Hearings on Abkhaz Railway Unveil Few Details
/ 30 May.'06 / 21:44
Nino Khutsidze, Civil Georgia

Officials in Tbilisi are cautious about unveiling the details of ongoing negotiations, involving the Georgian, Russian, Abkhaz and Armenian sides, regarding the creation of a consortium which will deal with a multi-million project to rehabilitate the Abkhaz section of the Russo-Georgian railway.

Chief of the state-run Georgian Railway company Irakli Ezugbaia informed lawmakers about the talks at a session of the Commission for Territorial Integrity. But no details of these hearings are known as the session was held behind closed doors.

Abkhaz sources reported in early May that the Georgian, Abkhaz, Russian, and Armenian sides signed a protocol during talks in Moscow on May 4 establishing a consortium – the Black Sea Railways - which will rehabilitate the Abkhaz railway. According to these reports, the consortium will be an open joint stock company where the Abkhaz side will be represented as "a full-fledged party." But Georgian officials have denied these reports.

“There are not four parties. There are only two parties – Georgian and Russian. All the rest [the Abkhaz and Armenian sides] are only invited to participate in the working meetings,” Irakli Ezugbaia told Civil Georgia on May 30 after the parliamentary commission hearing.

“No decision has been made so far regarding the parties [in the consortium], because we are still working on the mechanisms of setting up this consortium. The final political decision will be presented only after this [work] is over,” Ezugbaia said.

He noted that the protocol signed in Moscow on May 4 is a document which reflects the position of the sides regarding the issue.

Ezugbaia also said that no agreement has been reached thus far on how shares among the participating sides will be distributed in the consortium.

“There are different positions among the negotiating sides about this issue,” Ezugbaia added.

He also said that the consortium will most likely be registered in “one of the European states.”

Ezugbaia stressed that Georgia will push for the participation of those Georgian experts in railway rehabilitation who are internally displaced persons from Abkhazia.

The parliamentarians participating in the commission hearings noted after the session that “no sufficient answers” were provided by the chief of the Georgian Railway.

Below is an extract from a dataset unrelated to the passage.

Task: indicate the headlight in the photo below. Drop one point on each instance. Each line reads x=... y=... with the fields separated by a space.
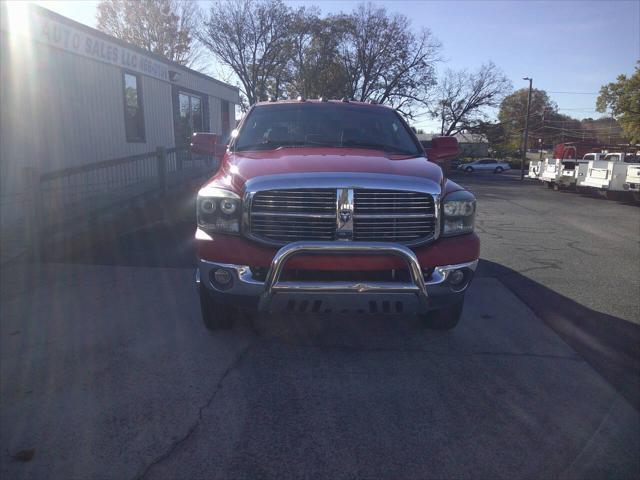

Ezugbaia said he is in charge of “the technical aspects” of the rehabilitation of the Abkhaz railway, which will cost roughly USD 200-300 million; hence he is not in a position to comment on the “political aspects of the issues.”

MP Shota Malashkhia, who chairs the Commission for Territorial Integrity, said after the hearings that the issue related with the railway consortium is too complicated and “is like a big spider web of legal questions.”

“We can not see mechanisms of creating this consortium; we can not see how control over this consortium or investments will be carried out… All the lawmakers [attending the session] have the impression that the issue is not fully worked out,” MP Malashkhia told reporters.

If implemented, the project will revive the Trans-Caucasus Railway, which stretched more than 2,300 kilometers during Soviet times, connecting Armenia and Georgian Black Sea ports with central Russia; the railway, which has been on hold since the conflict in the breakaway region in the early 90s, operated passenger services and handled more than 15 million tons of transit cargo per year.

According to a public opinion survey commissioned by the International Republican Institute this April 75% of 1500 Georgian citizens surveyed thought that the restoration of the Abkhaz railway will “better suit Georgian national interests.”